Son zamanlarda gelişme gösteren bir alan olan yönetişim ve yönetim sistemleri ile yerel yönetim tam odaklı olarak daha çok bireylere fayda üretemeye yönelik bir güç haline gelmeye başlamıştır. Özellikle belediyelerimiz artık bir çok hizmeti halka direk olarak götürmede en uç nokta olan proje yapma aşamasına gelmiştir. Sağlık, eğitim, çevre, kadınlar, engelliler, yaşlılar, gençler, çocuklar gibi bir çok alanda, hayatımıza dokunacak projeler yapılmaya başlamıştır. Gerek eğitim kurumları gerek sağlık kurumları ve gerek yaşam alanlarının çoğalması yerel yönetimlere çok farklı misyonlar yükleme noktasına gelmiştir. Bu açıdan bakıldığında, toplum yararına programlar üretmek bu kurumlarında sosyal sorumluluk projeleri ile yeni bir pencere açmasına sebep olmuştur.

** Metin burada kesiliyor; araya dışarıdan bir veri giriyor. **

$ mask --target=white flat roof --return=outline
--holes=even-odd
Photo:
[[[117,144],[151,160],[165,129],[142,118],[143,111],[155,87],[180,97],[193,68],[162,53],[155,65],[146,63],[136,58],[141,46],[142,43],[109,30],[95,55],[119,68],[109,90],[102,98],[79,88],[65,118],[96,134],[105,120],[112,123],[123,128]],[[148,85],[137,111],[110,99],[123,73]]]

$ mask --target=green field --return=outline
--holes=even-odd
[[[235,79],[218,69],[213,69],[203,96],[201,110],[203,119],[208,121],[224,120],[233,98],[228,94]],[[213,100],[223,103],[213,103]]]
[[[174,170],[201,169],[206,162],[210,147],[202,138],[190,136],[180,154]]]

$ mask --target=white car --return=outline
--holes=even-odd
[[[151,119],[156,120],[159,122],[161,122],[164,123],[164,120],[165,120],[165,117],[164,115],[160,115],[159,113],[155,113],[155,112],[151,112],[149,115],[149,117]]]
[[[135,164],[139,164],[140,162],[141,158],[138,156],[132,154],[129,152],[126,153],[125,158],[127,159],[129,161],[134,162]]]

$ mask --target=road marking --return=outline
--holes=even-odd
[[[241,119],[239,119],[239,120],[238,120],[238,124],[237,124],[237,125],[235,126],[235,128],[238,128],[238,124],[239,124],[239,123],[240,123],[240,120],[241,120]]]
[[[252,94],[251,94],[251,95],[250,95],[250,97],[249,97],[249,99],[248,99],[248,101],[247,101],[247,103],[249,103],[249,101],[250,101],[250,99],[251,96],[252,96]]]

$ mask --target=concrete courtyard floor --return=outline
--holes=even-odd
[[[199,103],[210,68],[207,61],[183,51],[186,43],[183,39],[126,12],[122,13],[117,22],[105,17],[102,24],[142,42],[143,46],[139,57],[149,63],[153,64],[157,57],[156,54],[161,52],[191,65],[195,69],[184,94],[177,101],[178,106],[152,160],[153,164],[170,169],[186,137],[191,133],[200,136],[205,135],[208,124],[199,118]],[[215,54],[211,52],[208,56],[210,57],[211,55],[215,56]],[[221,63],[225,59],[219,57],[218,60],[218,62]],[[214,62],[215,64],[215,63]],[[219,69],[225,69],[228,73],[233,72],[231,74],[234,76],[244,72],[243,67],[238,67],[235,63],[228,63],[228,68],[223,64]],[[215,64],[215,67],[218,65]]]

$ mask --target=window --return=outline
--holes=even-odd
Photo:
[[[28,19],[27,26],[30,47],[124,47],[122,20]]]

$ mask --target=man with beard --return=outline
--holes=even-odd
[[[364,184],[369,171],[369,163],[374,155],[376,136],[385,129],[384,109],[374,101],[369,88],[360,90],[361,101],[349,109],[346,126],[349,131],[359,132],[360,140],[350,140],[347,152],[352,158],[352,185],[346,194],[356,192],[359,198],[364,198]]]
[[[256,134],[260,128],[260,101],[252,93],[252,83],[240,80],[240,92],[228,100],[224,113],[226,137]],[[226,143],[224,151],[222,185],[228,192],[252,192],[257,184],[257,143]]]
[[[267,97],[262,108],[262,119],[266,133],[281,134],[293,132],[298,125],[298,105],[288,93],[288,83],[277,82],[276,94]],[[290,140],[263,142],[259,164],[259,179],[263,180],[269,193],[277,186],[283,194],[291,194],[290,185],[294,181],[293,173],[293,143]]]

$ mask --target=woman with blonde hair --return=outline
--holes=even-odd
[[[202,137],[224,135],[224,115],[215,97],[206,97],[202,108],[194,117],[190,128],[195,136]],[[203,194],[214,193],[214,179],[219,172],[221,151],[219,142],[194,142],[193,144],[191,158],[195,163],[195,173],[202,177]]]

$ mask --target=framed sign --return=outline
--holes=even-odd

Gelişen yeni modellemelerde, belediyelerin proje alanında çalışması gençlere ve çocuklara yönelik çalışmaları hızlandırması, eğitim alanındaki erişimin artmasına yol açmıştır ki, bu fırsat eşitliğini artırmaktadır. Keza özellikle istihdam alanında yapılan çalışmalar ev ortamında çalışmalarını sürdüren kadınlarımıza ekonomik olarak çok büyük bir destek sağlamıştır. Bu açılım aynı zamanda girişimciliğin de gelişmesine katkı sağlamıştır. Kişisel gelişim ve becerilerin gelişmesi yönünde yapılan bu hamleler de birçok kişiye fırsat eşitliği alanında destek sağlamıştır. Toplumsal gelişmenin en önemli yapısal dinamiği birey temelli gelişim ve programlar sunmaktır. Buradaki temel nokta da yerel yönetimlerin bu konuda uyguladıkları çalışmalardır.
Sahada yapılan her çalışma bireysel gelişimi arttırdığı gibi, o kentin yaşam şartlarını da çok farklı bir yere taşımaktadır. Yine kamudan farklı bir örnek vermek gerekirse belediyelerin son zamanlardaki projelerdeki artan gücü ve etkisi de bir başka yerel dinamik olan kaymakamlıkları da bu nokta da bir yenileşmeye itti. Artık proje ofisleri kurarak gerek AB projeleri gerek toplumsal projelerle birlikte çocuklar, gençler ve kadınlar hatta yaşlılarımızın toplumsal hayata katılmalarının artmasına yönelik çalışmalarda artarak devam etmeye başlamıştır. Bu amaçla buradan başka bir kesimin yerel yönetimler de çalışanların gelişimine ve yetkinliklerine dönük bir gelişimi de ortaya koyma durumumuz meydana çıkmaktadır. Çünkü bu tür çalışmalarda olan kişilerde işe daha bağlanma daha fazla toplumsal hizmet üretme gibi konularda duyarlılık ortaya çıkmaktadır.
Toplum yararına dönük program yapmak, bu alanlarda hizmeti bireylerin ihtiyacına sunmak, gelişmenin de en önemli etkenlerinden biri olacaktır.